Przyjście Piotra dało nam całkowicie nowy zastrzyk energii do tworzenia muzyki. Kilka wspólnych koncertów później wylądowaliśmy w Dobra 12 Studio, u Piotra Polaka i tam nagraliśmy album Broken, który ukazał się teraz w maju w cyfrze i nie tylko 😉
Wasza muzyka to mieszanka blues-rocka, stonera i grunge’u z popowymi melodiami. Skąd takie połączenie? Inspiracje jakimi twórcami się na nie złożyły?
J.P.: Styl zdecydowanie ewoluował razem z nami – pierwotnie szukaliśmy męskiego wokalu… Potem trafiliśmy na Kasię, która pozytywnie zamieszała nam w stylu muzycznym, a po Kasi przyszła Sylwia, która doskonale wiedziała, jak chce śpiewać i, naszym zdaniem, odnalazła się w tym klimacie doskonale.
Inspiracje to klasyka: AC/DC, Queen, nieco bardziej współcześnie to Puddle of Mudd, Stone Temple Pilots, Black Stone Cherry, Chickenfoot, ale też Linkin Park czy Guns N’ Roses.
Pytanie do Sylwii: Wasze teksty są zarówno polsko-, jak i anglojęzyczne. W którym języku wolisz śpiewać?
Sylwia Drabik: Przede wszystkim nie narzucamy sobie języka prowadzącego – w efekcie proporcje w utworach polskich i angielskich to pół na pół. Nie jest tak, że wolę śpiewać w którymś języku – wszystko zależy od konkretnego utworu, jego charakteru i impulsu, który kieruje intuicją we właściwą stronę. A czasem po prostu spłynie natchnienie i się tego już nie odusłyszy 😅 Plus to, że niektóre rzeczy swobodniej przekazuje się w innym języku, niż ojczysty w związku z plastycznością jego interpretacji. 😉
Niedawno ukazał się Wasz nowy album – Broken. Czy coś Was zaskoczyło podczas pracy nad płytą? Co było najtrudniejsze?
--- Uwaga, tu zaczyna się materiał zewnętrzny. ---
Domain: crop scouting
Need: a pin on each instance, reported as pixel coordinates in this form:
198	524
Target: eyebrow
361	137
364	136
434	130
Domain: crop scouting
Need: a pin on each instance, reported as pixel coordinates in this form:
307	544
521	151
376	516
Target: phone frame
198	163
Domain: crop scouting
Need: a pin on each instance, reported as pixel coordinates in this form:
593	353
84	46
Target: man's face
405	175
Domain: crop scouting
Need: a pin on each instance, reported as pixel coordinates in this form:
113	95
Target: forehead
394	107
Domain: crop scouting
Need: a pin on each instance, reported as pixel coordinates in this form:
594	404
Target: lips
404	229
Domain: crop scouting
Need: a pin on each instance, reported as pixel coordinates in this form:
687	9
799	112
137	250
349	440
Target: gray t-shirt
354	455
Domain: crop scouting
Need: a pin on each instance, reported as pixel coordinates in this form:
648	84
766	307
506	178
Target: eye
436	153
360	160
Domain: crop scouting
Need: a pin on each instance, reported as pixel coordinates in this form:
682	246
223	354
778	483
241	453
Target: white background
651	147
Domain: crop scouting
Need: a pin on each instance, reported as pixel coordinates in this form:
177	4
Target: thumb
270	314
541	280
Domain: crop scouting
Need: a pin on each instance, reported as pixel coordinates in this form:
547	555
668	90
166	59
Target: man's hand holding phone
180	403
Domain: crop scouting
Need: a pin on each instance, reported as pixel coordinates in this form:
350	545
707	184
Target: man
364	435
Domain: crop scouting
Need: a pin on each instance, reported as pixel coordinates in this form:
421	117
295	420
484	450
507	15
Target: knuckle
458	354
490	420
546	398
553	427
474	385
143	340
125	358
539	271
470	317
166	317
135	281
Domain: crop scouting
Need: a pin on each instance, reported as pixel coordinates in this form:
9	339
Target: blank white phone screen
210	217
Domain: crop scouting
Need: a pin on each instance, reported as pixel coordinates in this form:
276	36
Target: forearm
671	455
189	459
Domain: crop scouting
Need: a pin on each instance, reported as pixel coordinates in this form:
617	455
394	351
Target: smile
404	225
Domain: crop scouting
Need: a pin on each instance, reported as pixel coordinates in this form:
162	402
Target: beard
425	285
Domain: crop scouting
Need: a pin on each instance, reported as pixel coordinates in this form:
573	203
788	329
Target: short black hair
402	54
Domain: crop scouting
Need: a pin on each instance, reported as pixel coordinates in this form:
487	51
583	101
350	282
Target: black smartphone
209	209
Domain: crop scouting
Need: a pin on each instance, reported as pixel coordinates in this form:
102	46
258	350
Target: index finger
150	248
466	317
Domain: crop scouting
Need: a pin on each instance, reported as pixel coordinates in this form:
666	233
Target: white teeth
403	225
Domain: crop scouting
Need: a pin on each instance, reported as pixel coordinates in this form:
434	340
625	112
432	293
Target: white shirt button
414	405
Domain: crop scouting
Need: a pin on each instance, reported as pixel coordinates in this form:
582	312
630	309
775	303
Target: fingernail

P.D.: Zaskoczył nas Piotr Polak ze studia Dobra 12 w Białymstoku, a zaskoczył anielską cierpliwością i samymi dobrymi radami. Nie jest tajemnicą, że mamy trudne charaktery, więc to, że z nami wytrzymał, to szacun. 🙂
Najtrudniejsze było dopieszczenie utworów. Każdy z nas miał swoje wizje i swoje racje. Zdecydowanie dojście do kompromisu było najtrudniejsze.
Kto odpowiada za teksty?
S.D.: Obecnie ja, chociaż zawsze staram się brać pod uwagę sugestie reszty dotyczące tematyki czy stylistyki, żeby przekazać chociaż część tego, czym dzielimy się między sobą.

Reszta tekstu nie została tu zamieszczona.